1. In patients with recent acute coronary syndrome, atorvastatin 80 mg daily reduced the risk of recurrent ischemia in the following 16 week period.
2. This study did not demonstrate a significant reduction in death, cardiac arrest, or nonfatal acute myocardial infarction with statin therapy, as compared to placebo.

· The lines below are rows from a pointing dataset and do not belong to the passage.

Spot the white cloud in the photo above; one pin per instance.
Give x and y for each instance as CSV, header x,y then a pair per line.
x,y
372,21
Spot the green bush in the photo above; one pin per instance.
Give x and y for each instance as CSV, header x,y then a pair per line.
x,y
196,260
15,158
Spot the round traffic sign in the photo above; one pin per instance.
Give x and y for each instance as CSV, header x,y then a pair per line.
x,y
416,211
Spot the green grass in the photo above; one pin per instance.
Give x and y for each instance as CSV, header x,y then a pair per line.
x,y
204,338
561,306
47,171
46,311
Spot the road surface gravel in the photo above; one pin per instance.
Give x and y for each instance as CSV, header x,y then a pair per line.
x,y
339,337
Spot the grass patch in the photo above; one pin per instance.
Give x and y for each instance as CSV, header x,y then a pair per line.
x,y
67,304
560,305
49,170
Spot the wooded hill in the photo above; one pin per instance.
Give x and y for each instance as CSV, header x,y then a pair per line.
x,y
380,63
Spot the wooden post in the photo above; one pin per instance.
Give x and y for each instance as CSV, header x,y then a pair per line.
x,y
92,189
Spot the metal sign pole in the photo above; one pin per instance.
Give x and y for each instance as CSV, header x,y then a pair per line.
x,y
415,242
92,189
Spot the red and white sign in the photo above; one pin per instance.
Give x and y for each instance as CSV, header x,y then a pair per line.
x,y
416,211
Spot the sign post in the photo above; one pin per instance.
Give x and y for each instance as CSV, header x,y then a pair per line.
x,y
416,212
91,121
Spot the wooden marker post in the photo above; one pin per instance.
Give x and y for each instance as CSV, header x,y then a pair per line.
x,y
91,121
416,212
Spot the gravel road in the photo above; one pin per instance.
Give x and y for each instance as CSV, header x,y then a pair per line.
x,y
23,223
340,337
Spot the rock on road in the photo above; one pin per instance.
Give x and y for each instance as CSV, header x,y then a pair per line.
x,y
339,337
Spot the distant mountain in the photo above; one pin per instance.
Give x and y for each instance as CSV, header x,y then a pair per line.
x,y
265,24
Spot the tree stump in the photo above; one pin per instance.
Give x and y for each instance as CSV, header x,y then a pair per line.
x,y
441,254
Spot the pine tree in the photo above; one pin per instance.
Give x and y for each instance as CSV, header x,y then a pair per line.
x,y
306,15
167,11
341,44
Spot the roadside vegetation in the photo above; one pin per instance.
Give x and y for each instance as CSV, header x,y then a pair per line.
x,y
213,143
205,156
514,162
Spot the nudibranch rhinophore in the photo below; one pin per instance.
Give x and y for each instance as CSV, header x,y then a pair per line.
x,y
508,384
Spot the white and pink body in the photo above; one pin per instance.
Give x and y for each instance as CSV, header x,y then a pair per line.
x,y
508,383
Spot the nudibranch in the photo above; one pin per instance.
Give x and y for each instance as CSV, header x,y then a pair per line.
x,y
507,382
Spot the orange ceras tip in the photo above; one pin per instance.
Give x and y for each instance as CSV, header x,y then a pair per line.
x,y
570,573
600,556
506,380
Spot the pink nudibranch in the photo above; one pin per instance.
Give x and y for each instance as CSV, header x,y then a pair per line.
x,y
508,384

Original Date of Publication: April 2001
Study Rundown: Previous studies have demonstrated that reducing cholesterol levels with statins significantly reduces the risk of mortality and cardiac events in patients with years of treatment. The Myocardial Ischemia Reduction with Aggressive Cholesterol Lowering (MIRACL) trial demonstrated that providing atorvastatin 80 mg daily 24-96 hours after the onset of an acute coronary syndrome (ACS) reduced the risk of recurrent ischemia as compared to placebo. In summary, treating patients with ACS with atorvastatin significantly reduces the risk of recurrent symptomatic myocardial ischemia requiring rehospitalization in the 16 weeks following an ACS (RR 0.74; 95%CI 0.57-0.95). Given that this was a large, international, multicenter trial, the findings are generalizable to patients with ACS in different settings, with different ethnicities and risk profiles. Based on these findings, statins are commonly prescribed for patients who have suffered acute coronary syndromes, in hopes of reducing the risk of recurrent ischemia.
In-Depth [randomized, controlled trial]: The MIRACL trial was originally published in JAMA in 2001. A total of 3,086 patients were enrolled from 122 centres in Europe, North America, South Africa, and Australasia. Patients were eligible if they were ≥18 years of age and had chest pain >15 minutes duration in the 24 hours prior to presentation. Exclusion criteria included serum cholesterol levels >270 mg/dL (7 mmol/L), plans for coronary revascularization at the time of screening, evidence of Q-wave MI in the past 4 weeks, and coronary artery bypass surgery in the past 3 months. Patients were randomized to receive atorvastatin 80 mg daily or placebo for 16 weeks after an ACS. The primary endpoint was a composite of death, cardiac arrest, nonfatal acute MI, or recurrent symptomatic myocardial ischemia requiring emergency rehospitalization.
At 16 weeks, patients receiving atorvastatin had a significantly lower rates of the primary endpoint compared to those taking placebo (RR 0.84; 95%CI 0.70-1.00, p=0.048), with an absolute risk reduction of 2.6% (NNT=38). Notably, there was no significant difference between the two groups in the risk of death, nonfatal acute MI, or cardiac arrest. The difference in the primary endpoint was due to a reduction in the risk of recurrent symptomatic myocardial ischemia (RR 0.74; 95%CI 0.57-0.95). The risk of abnormal liver transaminase levels was significantly higher in the atorvastatin group (2.5% vs. 0.6%, p<0.001).